5505	17021604	IDENTITY THEFT	FRAUD	100 MONTROSE RD	2017-03-31 00:00:00	37.896218	-122.270671	Friday
5506	17033201	DISTURBANCE	DISORDERLY CONDUCT	2300 COLLEGE AVE	2017-06-09 22:34:00	37.868957	-122.254552	Friday
5507	17047247	BURGLARY AUTO	BURGLARY - VEHICLE	UNIVERSITY AVENUE & CHESTNUT ST	2017-08-11 20:00:00	37.869679	-122.288038	Friday

5508 rows × 8 columns

# Shows earliest and latest dates in calls
calls['EVENTDTTM'].dt.date.sort_values()

1384    2017-03-02
1264    2017-03-02
1408    2017-03-02
           ...    
3516    2017-08-28
3409    2017-08-28
3631    2017-08-28
Name: EVENTDTTM, Length: 5508, dtype: object

calls['EVENTDTTM'].dt.date.max() - calls['EVENTDTTM'].dt.date.min()

datetime.timedelta(179)

The table contains data for a time period of 179 days which is close enough to the 180 day time period in the data description that we can suppose there were no calls on either April 14st, 2017 or August 29, 2017.
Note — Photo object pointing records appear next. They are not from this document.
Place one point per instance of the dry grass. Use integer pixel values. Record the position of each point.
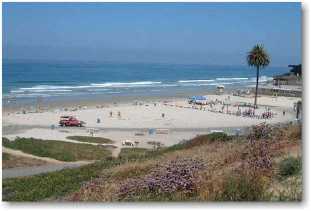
(11, 161)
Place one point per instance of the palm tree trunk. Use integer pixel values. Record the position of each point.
(257, 78)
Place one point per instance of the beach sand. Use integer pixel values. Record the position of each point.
(181, 120)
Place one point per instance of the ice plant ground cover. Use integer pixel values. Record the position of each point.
(207, 168)
(176, 175)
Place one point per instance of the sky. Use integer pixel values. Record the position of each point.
(182, 33)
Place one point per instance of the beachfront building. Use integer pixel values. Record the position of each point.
(294, 77)
(288, 84)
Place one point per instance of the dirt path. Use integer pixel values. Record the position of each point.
(29, 171)
(53, 165)
(50, 160)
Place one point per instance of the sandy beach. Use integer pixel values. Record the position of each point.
(181, 120)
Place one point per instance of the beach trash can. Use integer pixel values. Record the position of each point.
(237, 132)
(151, 131)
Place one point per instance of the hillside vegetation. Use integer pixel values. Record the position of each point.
(264, 166)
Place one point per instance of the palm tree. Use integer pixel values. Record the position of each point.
(258, 58)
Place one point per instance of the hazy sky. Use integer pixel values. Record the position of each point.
(208, 33)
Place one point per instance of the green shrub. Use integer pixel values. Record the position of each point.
(5, 156)
(290, 166)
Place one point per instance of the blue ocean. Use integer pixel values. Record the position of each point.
(65, 80)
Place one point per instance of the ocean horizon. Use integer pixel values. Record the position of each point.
(56, 80)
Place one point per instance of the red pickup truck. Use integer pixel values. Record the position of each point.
(70, 121)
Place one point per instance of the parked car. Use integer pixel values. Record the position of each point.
(70, 121)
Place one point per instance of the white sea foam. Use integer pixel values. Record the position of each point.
(126, 84)
(191, 81)
(230, 79)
To check the geographic scope, we can use a map:

import folium # Use the Folium Javascript Map Library
import folium.plugins

SF_COORDINATES = (37.87, -122.28)
sf_map = folium.Map(location=SF_COORDINATES, zoom_start=13)
locs = calls[['Latitude', 'Longitude']].astype('float').dropna().as_matrix()
heatmap = folium.plugins.HeatMap(locs.tolist(), radius = 10)
sf_map.add_child(heatmap)

With a few exceptions, the Calls dataset covers the Berkeley area. We can see that most police calls happened in the Downtown Berkeley and south of UC Berkeley campus areas.

Let's now confirm the temporal and geographic scope for the Stops dataset:

stops

	Incident Number	Call Date/Time	Location	Incident Type	Dispositions	Location - Latitude	Location - Longitude
0	2015-00004825	2015-01-26 00:10:00	SAN PABLO AVE / MARIN AVE	T	M	NaN	NaN
1	2015-00004829	2015-01-26 00:50:00	SAN PABLO AVE / CHANNING WAY	T	M	NaN	NaN
2	2015-00004831	2015-01-26 01:03:00	UNIVERSITY AVE / NINTH ST	T	M	NaN	NaN
...	...	...	...	...	...	...	...
29205	2017-00024245	2017-04-30 22:59:26	UNIVERSITY AVE/6TH ST	T	BM2TWN	NaN	NaN
29206	2017-00024250	2017-04-30 23:19:27	UNIVERSITY AVE / WEST ST	T	HM4TCS	37.869876	-122.286551
29207	2017-00024254	2017-04-30 23:38:34	CHANNING WAY / BOWDITCH ST	1194	AR	37.867208	-122.256529

29208 rows × 7 columns

stops['Call Date/Time'].dt.date.sort_values()

0        2015-01-26
25       2015-01-26
26       2015-01-26
            ...    
29175    2017-04-30
29177    2017-04-30
29207    2017-04-30
Name: Call Date/Time, Length: 29208, dtype: object

As promised, the data collection begins on January 26th, 2015. It looks like the data were downloaded somewhere around the beginning of May 2017 since the dates stop on April 30th, 2017. Let's draw a map to see the geographic data:

SF_COORDINATES = (37.87, -122.28)
sf_map = folium.Map(location=SF_COORDINATES, zoom_start=13)
locs = stops[['Location - Latitude', 'Location - Longitude']].astype('float').dropna().as_matrix()
heatmap = folium.plugins.HeatMap(locs.tolist(), radius = 10)
sf_map.add_child(heatmap)

We can confirm that the police stops in the dataset happened in Berkeley, and that most police calls happened in the Downtown Berkeley and West Berkeley areas.